Jim, what do you think of when I completely agree with Kyle that the motion to dismiss right now is probably a waste of time. Most of these issues are factual, and as I mentioned, the plaintiff is probably going to be trying to set an injunction hearing pretty soon. They mention an injunction in their complaint and you know my reaction to that is to bring it on. At this point in time, they have to prove they have a legitimate business interest because one of the issues in an injunction hearing is proving a likelihood of success on the merits. So far I’m not seeing that much in this complaint that’s telling me they’re going to have a reasonable chance of success on the merits. They do mention various types of confidential information, but you could pretty much cut and paste what they’ve put into this complaint from any other complaint seeking to enforce a non-compete. So far I’m not seeing a whole lot that is specific to this company in this complaint. Maybe it is there, but whenever they talk about the financial data and customer lists and all of that, I’m just not seeing anything specific that tells me that they’ve actually thought about this and that they’re not just reading off what the contract itself claims.

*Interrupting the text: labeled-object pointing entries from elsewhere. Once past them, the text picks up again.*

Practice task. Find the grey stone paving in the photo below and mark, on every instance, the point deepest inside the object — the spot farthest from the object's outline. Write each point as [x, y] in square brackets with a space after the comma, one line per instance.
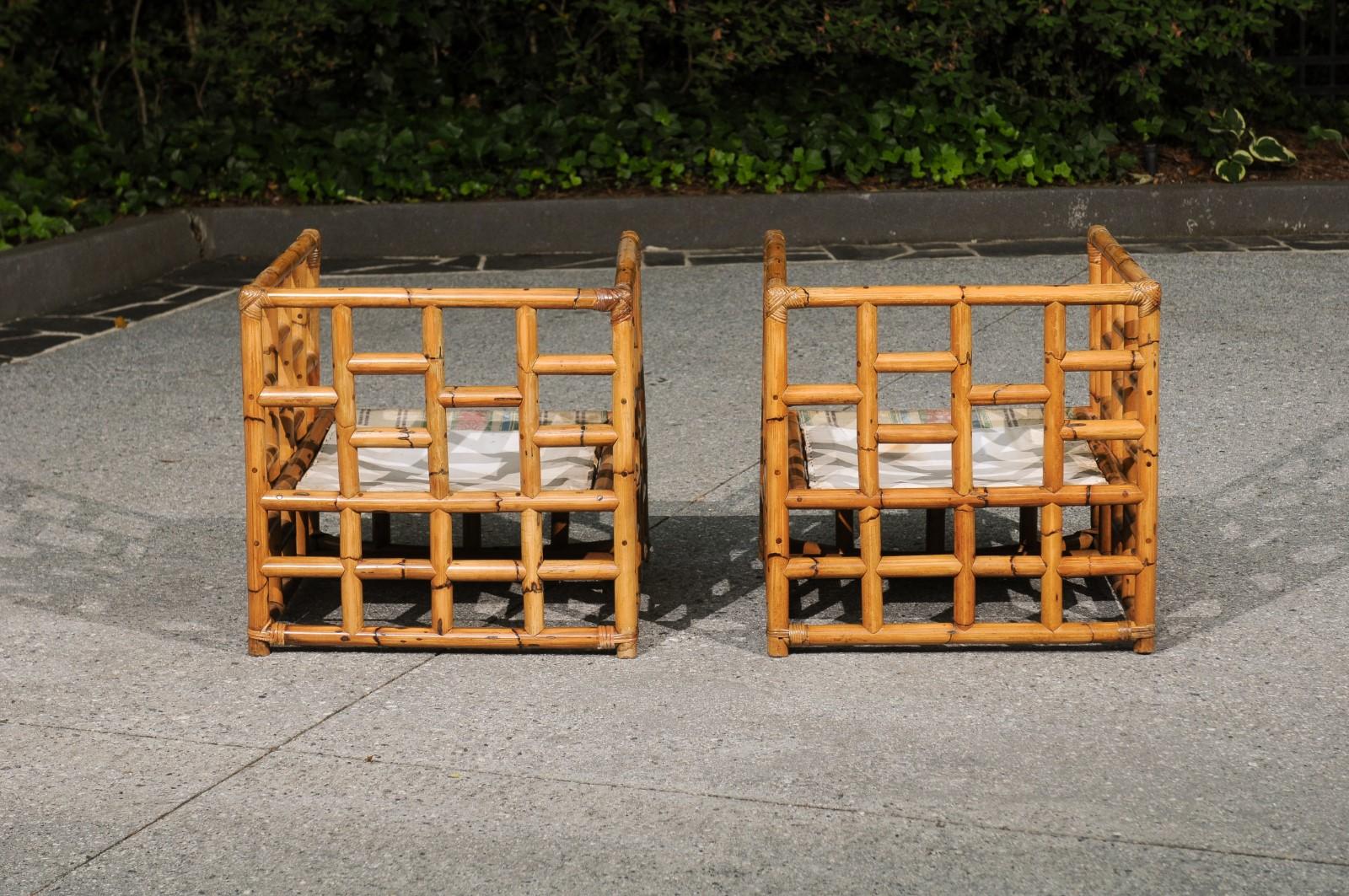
[142, 750]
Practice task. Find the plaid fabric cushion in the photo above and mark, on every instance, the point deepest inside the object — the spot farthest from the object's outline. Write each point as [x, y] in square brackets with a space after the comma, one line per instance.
[1008, 448]
[483, 453]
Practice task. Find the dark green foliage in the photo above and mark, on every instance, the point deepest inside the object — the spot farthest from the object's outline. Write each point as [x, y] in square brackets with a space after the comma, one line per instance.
[114, 108]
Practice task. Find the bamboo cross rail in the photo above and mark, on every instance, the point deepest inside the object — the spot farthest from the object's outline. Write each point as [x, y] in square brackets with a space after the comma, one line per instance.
[289, 410]
[1120, 426]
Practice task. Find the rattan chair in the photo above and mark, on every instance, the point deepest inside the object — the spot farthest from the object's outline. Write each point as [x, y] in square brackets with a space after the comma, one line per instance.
[309, 449]
[1103, 455]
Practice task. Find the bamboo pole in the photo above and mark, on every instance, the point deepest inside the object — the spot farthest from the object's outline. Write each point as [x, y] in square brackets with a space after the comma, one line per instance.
[962, 463]
[348, 469]
[921, 296]
[799, 394]
[773, 474]
[915, 362]
[627, 534]
[1051, 518]
[388, 363]
[935, 633]
[934, 498]
[1146, 518]
[440, 297]
[438, 469]
[530, 521]
[1008, 394]
[255, 464]
[869, 467]
[470, 502]
[577, 365]
[463, 639]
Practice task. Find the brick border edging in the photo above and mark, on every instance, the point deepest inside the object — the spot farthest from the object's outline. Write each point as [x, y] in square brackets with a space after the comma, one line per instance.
[45, 276]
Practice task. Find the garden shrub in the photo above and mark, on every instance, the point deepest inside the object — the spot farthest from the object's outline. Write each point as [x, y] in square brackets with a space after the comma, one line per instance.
[114, 110]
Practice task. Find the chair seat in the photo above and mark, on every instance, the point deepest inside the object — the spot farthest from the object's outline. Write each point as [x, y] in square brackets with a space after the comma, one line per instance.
[1008, 448]
[483, 453]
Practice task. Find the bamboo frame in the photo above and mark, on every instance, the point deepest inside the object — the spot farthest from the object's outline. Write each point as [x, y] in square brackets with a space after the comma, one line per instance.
[288, 412]
[1120, 424]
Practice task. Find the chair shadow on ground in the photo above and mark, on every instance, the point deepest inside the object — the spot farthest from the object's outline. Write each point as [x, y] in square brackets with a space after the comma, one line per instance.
[1231, 550]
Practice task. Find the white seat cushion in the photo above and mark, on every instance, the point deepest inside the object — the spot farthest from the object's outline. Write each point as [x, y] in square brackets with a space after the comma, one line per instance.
[1008, 447]
[483, 453]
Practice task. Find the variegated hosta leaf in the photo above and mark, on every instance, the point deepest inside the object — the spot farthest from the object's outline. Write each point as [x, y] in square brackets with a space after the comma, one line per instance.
[1267, 148]
[1233, 121]
[1229, 170]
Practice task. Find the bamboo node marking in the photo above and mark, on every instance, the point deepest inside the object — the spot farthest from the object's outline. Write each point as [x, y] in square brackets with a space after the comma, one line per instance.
[617, 301]
[779, 298]
[1147, 296]
[251, 298]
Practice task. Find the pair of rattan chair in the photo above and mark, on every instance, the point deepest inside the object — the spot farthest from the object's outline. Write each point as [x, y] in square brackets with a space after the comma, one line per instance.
[483, 449]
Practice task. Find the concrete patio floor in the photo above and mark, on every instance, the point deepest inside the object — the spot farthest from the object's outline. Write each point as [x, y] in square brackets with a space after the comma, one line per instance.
[145, 752]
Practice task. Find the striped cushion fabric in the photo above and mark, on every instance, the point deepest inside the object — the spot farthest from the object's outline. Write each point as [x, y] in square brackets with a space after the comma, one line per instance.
[483, 453]
[1008, 447]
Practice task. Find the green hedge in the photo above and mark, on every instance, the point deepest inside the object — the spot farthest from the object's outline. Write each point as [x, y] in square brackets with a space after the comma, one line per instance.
[146, 105]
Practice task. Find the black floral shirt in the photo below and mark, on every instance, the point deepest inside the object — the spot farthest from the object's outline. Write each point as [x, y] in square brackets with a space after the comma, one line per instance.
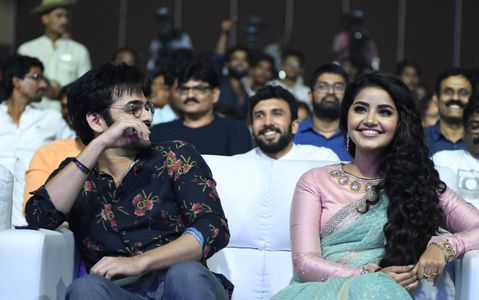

Is there a business interest as we know to be a legitimate business interest it really has to be an investment by the employer. That is if it’s taken it would enable unfair competition. Right now I don’t know what is in here that really fits into that definition. So I’d say we should probably go ahead and get an injunction hearing and just get to figuring out what the facts are.

Are you thinking that an injunction hearing is a way to get really fast discovery into the heart of their case?

“Yes, right now all we have is a complaint and just reading the complaint I see a list of categories of things that could be protectable information that could be a legitimate business interest. It really is not specific, it could have just been cut and pasted from the contract’s description, in fact, it looks to me like it is. I really can’t tell, for example, when it mentions customer lists, what type of customers are we talking about? Are these big chains that everyone knows about like Walmart and Target whose competitors are already doing business with our competitors and already know. If that’s the case then the customer lists they’re describing don’t really mean anything and definitely can’t justify a non-compete covenant. So that’s why I do think it is a good idea to try to speed ahead toward an injunction hearing and get some discovery. We need to figure out exactly if what they’re saying is protectable. Because my gut feeling right now is that if they really had something protectable, they would have been a little bit more specific about what that information is. I think this will be a good chance with them having the burden of proof at the injunction hearing to show the judge that there’s really nothing there.”

Jim, I wanted to ask in a contract of this type, and in a lawsuit of this type, would it matter if the employee independently decided to leave the company and compete?

“Oh, absolutely if the employee was going to leave the company anyway and was going to seek another job in the same industry before even speaking to the new employer then that would undermine any claim of tortious interference. In order to claim that the new employer interfered, the new employer has to actually do something to convince the employee to leave. If the employee was already going to leave and compete in the same industry before speaking to a new employer then there’s no claim against a new employer so we do need to get some information to figure that out. See if there are any emails out there that support the idea that the employee was going to leave anyway and speak to the employee. See what that employee has to say about their motives.”

Well, gentlemen, it seems to me that we have a plan and well let’s get started every case is unique the facts of the case and how the law will apply to those facts can vary quite a bit you should always consult with a competent attorney before making any important business decision.